Station opened - 1st November 1860. (As Sturminster Marshall)

Renamings -

Bailey Gate - November 1863

Station closed to goods - 5th April 1965.
Station closed to passengers - 7th March 1966.

Grid Ref: 195 SY 949995

Originally named Sturminster Marshall after the village it served just to the north of the station, the name was changed to Bailey Gate in November 1863 when the line was extended to Sturminster Newton, this was to avoid the obvious confusion between the two similar names, although the signs read "Bailey Gate for Sturminster Marshall".
The station had two platforms and numerous sidings, some of which served the local dairy situated just to the north of the station. The main station buildings were located on the down platform, with only a small wooden waiting shelter on the up. The two platforms were linked by a wooden foot crossing at the western end of the station.
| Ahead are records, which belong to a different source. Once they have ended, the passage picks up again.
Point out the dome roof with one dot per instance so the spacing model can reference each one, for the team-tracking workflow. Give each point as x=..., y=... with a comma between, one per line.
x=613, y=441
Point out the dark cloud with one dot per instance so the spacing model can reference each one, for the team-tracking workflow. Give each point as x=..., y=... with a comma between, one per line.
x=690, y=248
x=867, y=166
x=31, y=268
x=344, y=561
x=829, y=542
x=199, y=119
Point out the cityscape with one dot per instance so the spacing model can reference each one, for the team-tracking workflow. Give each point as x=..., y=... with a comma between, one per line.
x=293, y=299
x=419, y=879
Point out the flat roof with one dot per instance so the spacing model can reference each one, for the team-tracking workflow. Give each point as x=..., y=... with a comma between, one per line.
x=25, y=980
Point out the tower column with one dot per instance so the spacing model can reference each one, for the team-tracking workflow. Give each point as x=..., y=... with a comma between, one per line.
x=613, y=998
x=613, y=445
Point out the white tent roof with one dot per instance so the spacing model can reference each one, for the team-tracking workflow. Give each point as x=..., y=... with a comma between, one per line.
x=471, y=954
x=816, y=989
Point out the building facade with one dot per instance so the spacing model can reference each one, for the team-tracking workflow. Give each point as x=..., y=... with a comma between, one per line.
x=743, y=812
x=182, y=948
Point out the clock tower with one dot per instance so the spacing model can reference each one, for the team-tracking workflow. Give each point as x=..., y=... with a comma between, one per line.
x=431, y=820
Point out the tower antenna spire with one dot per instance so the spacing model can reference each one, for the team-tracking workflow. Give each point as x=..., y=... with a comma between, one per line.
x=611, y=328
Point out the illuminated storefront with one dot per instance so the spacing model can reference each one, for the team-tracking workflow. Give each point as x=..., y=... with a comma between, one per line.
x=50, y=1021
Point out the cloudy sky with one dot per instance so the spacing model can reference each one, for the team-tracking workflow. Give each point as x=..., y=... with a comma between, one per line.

The station and goods sidings were controlled from a 24 lever wooden signal box at the western end of the station.

0-6-0PT 4691

0-6-0PT No.4691 on a freight at Bailey Gate Station - Feb 1962.
Part of the milk depot can be seen in the background.


Until the signal box was built at Corfe Mullen Junction in 1905, Bailey Gate was the junction for Wimborne and Broadstone trains, with the Wimborne trains taking the Down line and Broadstone trains the Up line at the crossover at the eastern end of the platforms, running parallel until the tracks divided at Corfe Mullen Junction.

Plan of Bailey Gate Station


Bailey Gate Crossing

Grid Ref: 195 SY 969986

Bailey Gate Crossing signal box was situated approx 1.5 miles East of the station and controlled a busy crossing on the main A31 Dorchester to Wimborne road.

This crossing was originally controlled by a gate-keeper who lived in the adjacent house. in 1905 when the line to Blandford was doubled, the 14 lever brick and timber signal box was built.
The box was closed as a block post on the 5th of April 1923.
Up until August 1999 the remains of the rear wall of the box could be seen adjacent to the privately owned old keepers cottage, unfortunately this has now all been demolished, along with the one remaining set of crossing gates, a new bungalow has since been built on the land.
The only remaining gates in the area are on the eastern side of the old Knoll Lane crossing just up behind St Hubert's Church. The owner of the adjacent house keeps them in good order.

In 1915 two ‘Admiralty Sidings’ were built on the down side of the line. just to the East of the crossing, the old box being used to store the keys.

Being very close to the River Stour the area to the west of the crossing was liable to flooding, and sometimes this would wash the track ballast away.